While I won’t be an essentialist about gendered ways of eating, I can’t ignore where I came from and what I observed growing up–nor can I ignore the difference between what I cook for myself versus what I cook for the fellas. While my brother and I devoured our kielbasa and noodles with cottage cheese during our formative years, as we grew older, our appetites diverged. A cross-country and track runner, I stuck with the lean, white meats. Lunch was typically a turkey sandwich on marble rye, some pretzels, fruit, and some cookies; dinner was a grilled chicken breast, rice, vegetables. Josh, an offensive lineman on our high school football team, might also eat grilled chicken, but he’d eat about 4 chicken breasts, plus pasta, plus salad, plus bread, plus whatever else was in sight. He ate bowls of chicken noodle soup for breakfast and about two lunches a day. And to this day, my father, a man who easily logs more hours a week at the gym than I do in a month, and who recently came to terms with the fact that, at age 58, he will never be a linebacker (his words, not mine), still orders an extra order of grilled chicken when we eat out. (At home, my mom always knows to prepare extra for him.)

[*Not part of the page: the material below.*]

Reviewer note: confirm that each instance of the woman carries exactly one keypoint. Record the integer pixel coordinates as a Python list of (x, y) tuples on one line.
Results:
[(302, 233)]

Yes, there are times when I love excess, but when I’m cooking for myself, I’m likely to prepare something a little lighter, eat smaller portions, keep things a bit more simple. Not because I’m in the thrall of the diet industrial complex–any reader of this blog should know that I love good food too much for that–but because sometimes a girl just needs to eat girl food, in girl-sized portions.

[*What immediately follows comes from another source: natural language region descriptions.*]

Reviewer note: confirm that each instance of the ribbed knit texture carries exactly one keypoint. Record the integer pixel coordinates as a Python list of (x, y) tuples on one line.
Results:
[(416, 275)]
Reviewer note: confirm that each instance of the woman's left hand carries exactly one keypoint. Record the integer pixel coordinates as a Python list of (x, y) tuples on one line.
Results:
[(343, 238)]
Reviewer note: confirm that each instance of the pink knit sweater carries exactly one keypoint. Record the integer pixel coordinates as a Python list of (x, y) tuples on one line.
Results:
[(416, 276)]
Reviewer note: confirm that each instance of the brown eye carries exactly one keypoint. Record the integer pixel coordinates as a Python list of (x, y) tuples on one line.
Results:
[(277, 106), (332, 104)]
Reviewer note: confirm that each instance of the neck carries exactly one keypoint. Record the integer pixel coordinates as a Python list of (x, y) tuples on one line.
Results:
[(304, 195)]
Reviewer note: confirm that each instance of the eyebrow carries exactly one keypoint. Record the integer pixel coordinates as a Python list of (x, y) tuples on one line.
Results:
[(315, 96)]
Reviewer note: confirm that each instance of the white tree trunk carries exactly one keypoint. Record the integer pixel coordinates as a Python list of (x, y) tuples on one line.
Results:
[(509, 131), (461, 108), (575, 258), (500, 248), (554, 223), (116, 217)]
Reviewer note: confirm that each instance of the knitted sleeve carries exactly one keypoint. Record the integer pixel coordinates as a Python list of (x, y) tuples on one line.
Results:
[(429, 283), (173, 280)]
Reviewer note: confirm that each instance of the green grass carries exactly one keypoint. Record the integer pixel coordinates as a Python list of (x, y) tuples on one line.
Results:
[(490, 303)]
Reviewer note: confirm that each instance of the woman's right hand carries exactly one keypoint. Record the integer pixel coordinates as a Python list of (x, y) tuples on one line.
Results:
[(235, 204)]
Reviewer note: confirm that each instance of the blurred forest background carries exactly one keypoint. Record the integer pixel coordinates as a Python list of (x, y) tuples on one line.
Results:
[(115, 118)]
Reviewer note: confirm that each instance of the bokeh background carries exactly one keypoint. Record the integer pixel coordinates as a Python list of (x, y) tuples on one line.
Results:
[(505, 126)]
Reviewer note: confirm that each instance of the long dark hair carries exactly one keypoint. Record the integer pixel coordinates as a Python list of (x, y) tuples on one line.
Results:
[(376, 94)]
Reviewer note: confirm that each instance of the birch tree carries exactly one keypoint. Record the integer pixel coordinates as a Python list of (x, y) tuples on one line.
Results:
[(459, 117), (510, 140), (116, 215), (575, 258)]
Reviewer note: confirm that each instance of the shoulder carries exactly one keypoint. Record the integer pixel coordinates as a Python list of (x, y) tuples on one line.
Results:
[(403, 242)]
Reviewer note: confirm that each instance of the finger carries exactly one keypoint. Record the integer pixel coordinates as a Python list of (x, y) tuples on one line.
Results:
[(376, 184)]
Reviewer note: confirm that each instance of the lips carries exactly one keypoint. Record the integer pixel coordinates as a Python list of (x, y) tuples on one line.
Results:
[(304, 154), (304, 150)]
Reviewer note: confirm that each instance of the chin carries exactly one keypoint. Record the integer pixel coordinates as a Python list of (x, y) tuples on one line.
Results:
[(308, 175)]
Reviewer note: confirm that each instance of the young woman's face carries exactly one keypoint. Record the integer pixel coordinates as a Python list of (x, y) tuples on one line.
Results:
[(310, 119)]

Spicy Chickpeas with Ginger (Deborah Madison, Vegetarian Cooking for Everyone)
3 T vegetable or canola oil
1 onion, diced
3 garlic cloves, minced
2 T (or more) grated ginger
2 t ground coriander
2 t ground cumin
1/4 t ground cardamom
14 oz canned tomatoes (if whole, puree them a bit in the blender or food processor)

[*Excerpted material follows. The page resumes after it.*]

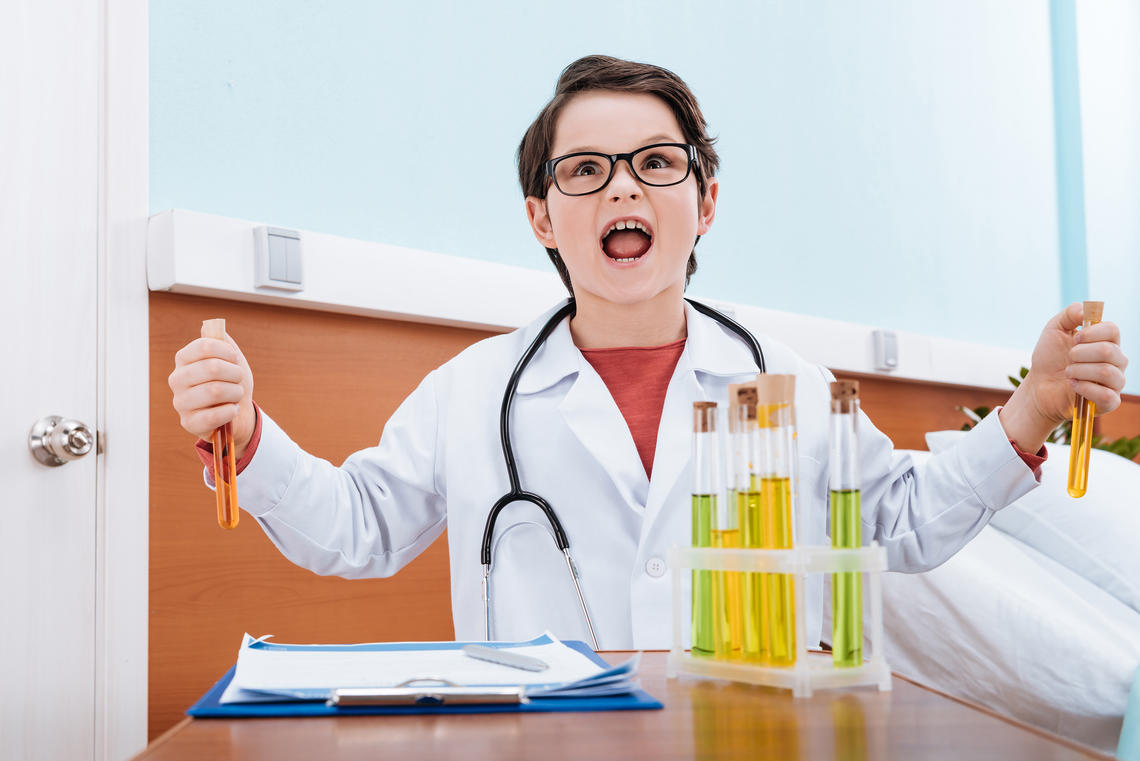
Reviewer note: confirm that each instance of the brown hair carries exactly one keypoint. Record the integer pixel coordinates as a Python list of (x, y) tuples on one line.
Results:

2 15 oz cans chickpeas, rinsed
juice of 1/2 lemon
Heat oil in a large skillet over medium heat. Add the onion and cook, stirring frequently, about 12-15 mins, until golden. Lower heat and add the garlic, ginger, spices, some salt and pepper to taste, and the tomatoes. Cook 5 minutes until well combined, then add the chickpeas. Simmer until liquid is the consistency you like, at least 10 minutes. If you want it to be brothier, add some water. (I like it pretty thick.) Season with lemon juice.
Taking a cue from Kate at 4 Obsessions, whose recent post about a favorite rice bowl dish inspired this one (“If you are feeling fancy you can drizzle it with a little sesame oil and sprinkle on some sesame seeds, but really, if you were feeling fancy, you probably wouldn’t be making this”), I’ll offer some ways to fancy it up. You can garnish with some chopped cilantro or parsley if you like, but you needn’t do so. If you have some yogurt in the fridge, I’d stir it until smooth, and add some lemon juice, salt and pepper, garlic, and some cumin and cayenne (or other hot flavor), and then spoon this over the chickpeas. If you have some bread, toast a hunk of it and use it to scoop up the chickpeas and yogurt–or you could easily serve this with rice or other grains. If you’re serving it to a carnivorous boy, you could sneak in some chunks of chorizo. Or you could just serve him three bowlfuls to your one.